Major Investment Incentives
To encourage private investment and promote the inflow of foreign capital and technology into Ethiopia, the following incentives are provided to investors both domestic and foreign engaged in new enterprises and expansion projects in areas qualified for investment incentives.
1. Customs Import Duty
– One hundred percent exemption from the payment of import customs duties and other taxes levied on imports is granted to all investment capital goods, such as plant and machinery, equipment etc.

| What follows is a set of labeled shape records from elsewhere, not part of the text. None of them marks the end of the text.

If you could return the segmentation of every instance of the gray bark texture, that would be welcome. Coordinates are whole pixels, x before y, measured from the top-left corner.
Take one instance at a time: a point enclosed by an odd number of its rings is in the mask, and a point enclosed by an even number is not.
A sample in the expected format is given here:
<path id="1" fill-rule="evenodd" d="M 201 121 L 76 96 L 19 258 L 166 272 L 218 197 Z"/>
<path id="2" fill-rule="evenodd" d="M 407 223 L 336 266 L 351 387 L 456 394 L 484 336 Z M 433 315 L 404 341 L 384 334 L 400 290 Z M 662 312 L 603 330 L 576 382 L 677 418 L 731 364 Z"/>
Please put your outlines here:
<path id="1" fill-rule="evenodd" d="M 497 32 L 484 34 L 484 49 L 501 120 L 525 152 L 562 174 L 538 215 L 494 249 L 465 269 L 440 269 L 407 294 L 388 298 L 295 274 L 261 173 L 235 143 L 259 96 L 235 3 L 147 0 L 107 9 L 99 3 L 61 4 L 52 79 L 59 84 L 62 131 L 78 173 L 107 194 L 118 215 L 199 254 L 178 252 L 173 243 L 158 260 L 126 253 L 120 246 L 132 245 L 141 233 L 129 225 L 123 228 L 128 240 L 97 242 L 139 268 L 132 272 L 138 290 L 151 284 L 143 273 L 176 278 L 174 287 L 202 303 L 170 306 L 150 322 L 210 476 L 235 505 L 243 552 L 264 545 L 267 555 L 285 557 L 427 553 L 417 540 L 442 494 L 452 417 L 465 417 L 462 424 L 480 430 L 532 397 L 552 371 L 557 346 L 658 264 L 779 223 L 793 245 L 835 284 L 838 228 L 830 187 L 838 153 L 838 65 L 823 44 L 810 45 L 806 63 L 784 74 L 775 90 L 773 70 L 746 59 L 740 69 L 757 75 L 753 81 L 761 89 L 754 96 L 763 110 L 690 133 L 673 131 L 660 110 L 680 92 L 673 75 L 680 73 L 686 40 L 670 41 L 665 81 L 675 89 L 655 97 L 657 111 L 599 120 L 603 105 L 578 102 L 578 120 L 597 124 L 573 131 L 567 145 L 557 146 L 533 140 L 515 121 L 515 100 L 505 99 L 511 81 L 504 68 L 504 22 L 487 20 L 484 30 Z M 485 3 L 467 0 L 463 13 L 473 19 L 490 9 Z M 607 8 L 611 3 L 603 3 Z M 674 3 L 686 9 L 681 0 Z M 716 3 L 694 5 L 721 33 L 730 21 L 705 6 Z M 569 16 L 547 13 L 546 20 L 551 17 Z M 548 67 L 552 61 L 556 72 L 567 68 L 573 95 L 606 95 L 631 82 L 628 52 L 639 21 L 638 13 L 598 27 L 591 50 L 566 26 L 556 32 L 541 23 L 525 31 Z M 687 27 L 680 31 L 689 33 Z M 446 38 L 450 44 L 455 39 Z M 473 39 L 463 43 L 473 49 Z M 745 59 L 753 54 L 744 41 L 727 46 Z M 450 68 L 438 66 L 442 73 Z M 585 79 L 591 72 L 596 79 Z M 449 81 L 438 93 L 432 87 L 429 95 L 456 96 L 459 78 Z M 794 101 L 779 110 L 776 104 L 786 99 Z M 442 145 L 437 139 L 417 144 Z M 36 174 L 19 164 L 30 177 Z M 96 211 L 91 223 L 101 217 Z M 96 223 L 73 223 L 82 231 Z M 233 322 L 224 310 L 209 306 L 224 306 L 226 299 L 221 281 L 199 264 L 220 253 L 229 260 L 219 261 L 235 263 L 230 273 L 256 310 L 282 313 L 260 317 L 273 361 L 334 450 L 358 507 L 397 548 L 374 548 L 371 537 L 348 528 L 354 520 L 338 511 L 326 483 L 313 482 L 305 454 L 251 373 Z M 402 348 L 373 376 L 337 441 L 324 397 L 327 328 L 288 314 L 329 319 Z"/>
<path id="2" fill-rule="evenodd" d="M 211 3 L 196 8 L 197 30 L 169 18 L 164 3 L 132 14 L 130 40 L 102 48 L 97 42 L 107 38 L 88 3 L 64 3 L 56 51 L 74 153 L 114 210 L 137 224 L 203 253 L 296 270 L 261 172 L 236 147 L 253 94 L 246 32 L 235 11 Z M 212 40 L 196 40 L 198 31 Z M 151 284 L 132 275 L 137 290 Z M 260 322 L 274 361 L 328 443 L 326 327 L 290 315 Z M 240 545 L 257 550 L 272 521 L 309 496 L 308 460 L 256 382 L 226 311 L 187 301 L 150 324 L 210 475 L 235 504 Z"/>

Spare parts worth up to 15% of the value of the imported investment capital goods, provided that the goods are not produced and not available locally in comparable quantity, quality and price are also treated in the same manner.
– Investment capital goods imported without the payment of import customs duties and other taxes levied on import may be transferred to another investor enjoying similar privileges.
– Exemptions from customs duties or other taxes levied on imports are granted for raw materials necessary for the production of export goods.
2. Exemptions From Payment of Export Customs Duties
Ethiopian products and services destined for export are exempted from the payment of any export tax and other taxes levied on exports.
3. Income Tax Holiday
Any income derived from an approved new manufacturing and agro-industry investment or investment made in agriculture shall be exempted from the payment of income tax for the periods on depicted in the following table depending upon the area of investment selected, the volume of export to be made, and the location in which the investment is undertaken.
Profit tax holiday is granted subject to council of Ministers Regulation on the basis of the investment proclamation No.280/2002 as follows:
|Sr.No.||Areas of investment eligible for profit tax||Conditions for profit tax eligibility||Profit tax exemption years||Profit tax exemption years if the investment is made in relatively under-developed regions|
|1.||An investor engaged in a new manufacturing or agro-industry activity||a) if at least 50% of its production is to be exported or
b) if at least 75% of its production will be an input for the production of export items;
c) if the project is evaluated under a special circumstance by the BOI
d) if less than 50% of the production is to be exported
e) if the production is for the local market
f) if the production mentioned above on (d) is considered by the BOI to be a special one
not longer than 7
not longer than 8
|2||Expansion or Upgrading of the above projects||If the expansion or upgrading increases the existing production by 25%, in value and 50% of the production is to be exported||2||3|
Moreover, the council of ministers may also award profit tax holiday for more than seven years.
4. Exemption From Payment of Taxes On Remittance of Capital
Any remittance made by a foreign investor from the proceeds of the sale or transfer of shares of assets upon liquidation or winding up of an enterprise is exempted from the payment of any tax.
5. Loss Carry Forward
Business enterprises that suffer losses during the tax holiday period can carry forward such losses following the expiry of the exemption period for half of the income tax exemption period.